I tried so hard to get ready for church this morning, but I am literally scared out of my mind to go. I had nightmares last night about how mean all of the ladies were to me.  So we decide not to go and then I am dealing with the anxiety of going to RB's family Christmas.  I want to go. It is so important to him.  But it is as if my feet are made of cement.
So now as to why I am having these issues.  I think it is two-fold.  One is medical, one of the symptoms is the depression and inability to really "care", based on what is working and not working in my brain.  I still have enough sense to know that those symptoms alone make me a completely different person than I used to be.  The super happy, cheerful, girl with the desire to serve anyone and everyone is gone.  And I would be an idiot to now know that other people have noticed as well.  Whether it is my loved ones pointing out my attitude to me, or friends who have bailed on me because I'm just not the same anymore.  I know that I am not good anymore. And I have always had an issue with unhappy people... Thinking that they should choose to wake up on the right side of bed instead of the grumpy side.  And now I am one of them.  I try so hard to smile and be happy, and then I am reminded that I don't look truly happy.  I am reminded that I am bringing others down.  So this is the second part of my anxiety issues.  I just don't feel good about being out in the unknown, and having people think that I am grumpy.  When I really am not, I am just not able to show happiness these days.  It is as if that emotion isn't connecting anymore.  I would give anything to have it connect... You hear stories of Alzheimer's patients being "flat" and "emotionless", and that symptom truly sucks, I can't say anything else about it.

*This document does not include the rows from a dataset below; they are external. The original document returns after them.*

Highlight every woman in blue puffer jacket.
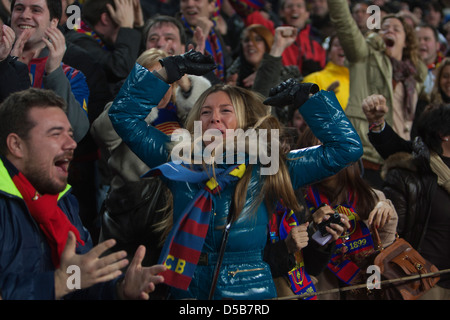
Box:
[109,51,362,299]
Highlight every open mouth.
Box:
[384,38,395,48]
[55,158,70,174]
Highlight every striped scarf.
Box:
[144,162,246,290]
[181,17,225,81]
[305,186,374,284]
[270,202,317,300]
[0,157,84,269]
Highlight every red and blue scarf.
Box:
[0,157,84,268]
[144,162,246,290]
[270,202,317,300]
[305,186,374,284]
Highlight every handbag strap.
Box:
[370,225,384,251]
[417,180,437,251]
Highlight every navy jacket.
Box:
[0,158,116,300]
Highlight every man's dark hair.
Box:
[0,88,66,155]
[11,0,62,21]
[142,15,186,47]
[81,0,116,27]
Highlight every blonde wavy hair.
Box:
[185,84,301,221]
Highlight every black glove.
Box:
[264,79,319,108]
[159,50,216,83]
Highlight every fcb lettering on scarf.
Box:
[305,186,374,285]
[145,162,246,290]
[270,201,317,300]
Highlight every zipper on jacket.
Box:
[228,268,264,277]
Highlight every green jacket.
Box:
[328,0,427,164]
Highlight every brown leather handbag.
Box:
[371,228,440,300]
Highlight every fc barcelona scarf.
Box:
[270,202,317,300]
[144,162,246,290]
[1,157,84,268]
[306,186,374,284]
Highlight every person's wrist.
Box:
[369,119,386,133]
[116,279,126,300]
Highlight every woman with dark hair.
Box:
[227,24,302,124]
[383,104,450,300]
[299,128,398,300]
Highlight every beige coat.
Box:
[328,0,427,164]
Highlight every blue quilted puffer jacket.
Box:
[109,64,362,299]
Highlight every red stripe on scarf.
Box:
[12,172,84,268]
[183,219,209,237]
[170,242,201,264]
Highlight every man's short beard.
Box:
[23,164,67,194]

So what I realize is that when I am at Mere Bulles, they know what to expect from me, and I am very comfortable with what I will get there each and every day.  But on days when I have to be around people who don't know me well, I am struck with the overwhelming thought...They are going to think I am grumpy and not nice.  Those are two adjectives that I am not comfortable with in describing me.  The only way to prevent that, is to not leave my house.  And that isn't very healthy either.  So what is a girl to do?

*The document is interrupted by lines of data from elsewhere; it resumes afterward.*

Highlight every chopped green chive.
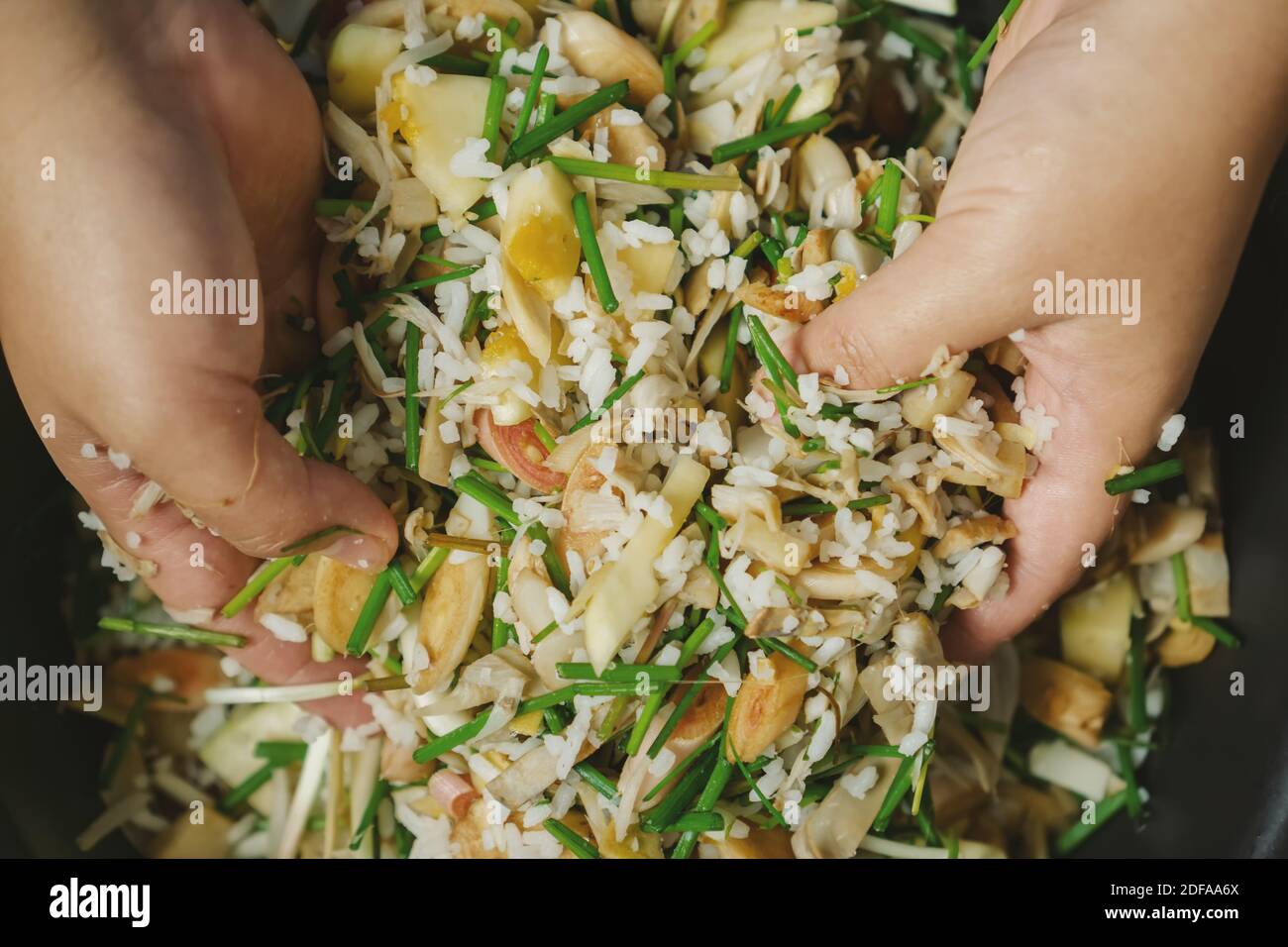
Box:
[1105,458,1185,496]
[219,763,277,811]
[1127,616,1149,736]
[281,524,362,556]
[1115,743,1145,823]
[877,9,948,61]
[349,780,389,852]
[671,20,718,65]
[506,78,630,163]
[966,0,1024,72]
[671,695,733,860]
[574,763,621,801]
[99,684,156,789]
[555,661,680,684]
[362,266,482,301]
[98,618,246,648]
[514,44,550,155]
[769,82,802,129]
[746,313,799,389]
[345,571,390,657]
[568,368,644,434]
[532,421,559,451]
[953,26,978,111]
[403,322,420,473]
[541,818,599,858]
[483,76,510,161]
[566,190,618,313]
[411,546,452,592]
[254,740,309,767]
[640,730,722,802]
[550,156,742,191]
[711,112,832,164]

In my deep fear and anxiety, I decided to blog.
Don't worry, I am also journaling a lot.  And working on my book.  But I decided that if I can help one other EOA patient feel not alone, I have done some good.  So I will do my best to put this out there.  I feel as if I am being eaten alive from the inside out, and I wish I had someone to talk to that is going through the same thing.  Until then, I will send this out into the world wide web, and see if anyone finds me that understands where I am coming from.

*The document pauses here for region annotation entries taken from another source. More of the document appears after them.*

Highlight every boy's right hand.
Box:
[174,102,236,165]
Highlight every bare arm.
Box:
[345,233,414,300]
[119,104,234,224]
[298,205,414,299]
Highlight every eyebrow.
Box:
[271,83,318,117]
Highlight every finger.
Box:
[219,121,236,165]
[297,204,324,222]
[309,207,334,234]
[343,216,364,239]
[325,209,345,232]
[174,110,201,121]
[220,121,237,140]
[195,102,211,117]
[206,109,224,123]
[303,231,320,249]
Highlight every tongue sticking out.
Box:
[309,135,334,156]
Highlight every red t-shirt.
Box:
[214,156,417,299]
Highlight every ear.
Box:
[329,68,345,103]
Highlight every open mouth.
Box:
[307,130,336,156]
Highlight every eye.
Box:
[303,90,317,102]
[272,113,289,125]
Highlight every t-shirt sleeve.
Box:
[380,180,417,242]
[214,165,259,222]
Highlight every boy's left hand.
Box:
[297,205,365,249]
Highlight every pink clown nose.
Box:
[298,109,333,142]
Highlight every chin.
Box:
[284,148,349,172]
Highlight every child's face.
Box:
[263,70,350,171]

Please don't mistake me as a bah humbug!  I am so very grateful for Christ.  I am grateful for my church and the opportunity that it affords me in the next life!  I am grateful for everything that this holiday holds!  But I guess it just doesn't show on  my face.  For that, I am sorry.
Merry Christmas to all!!!! Don't take anything for granted! Smile from the inside out, everytime you are given the opportunity!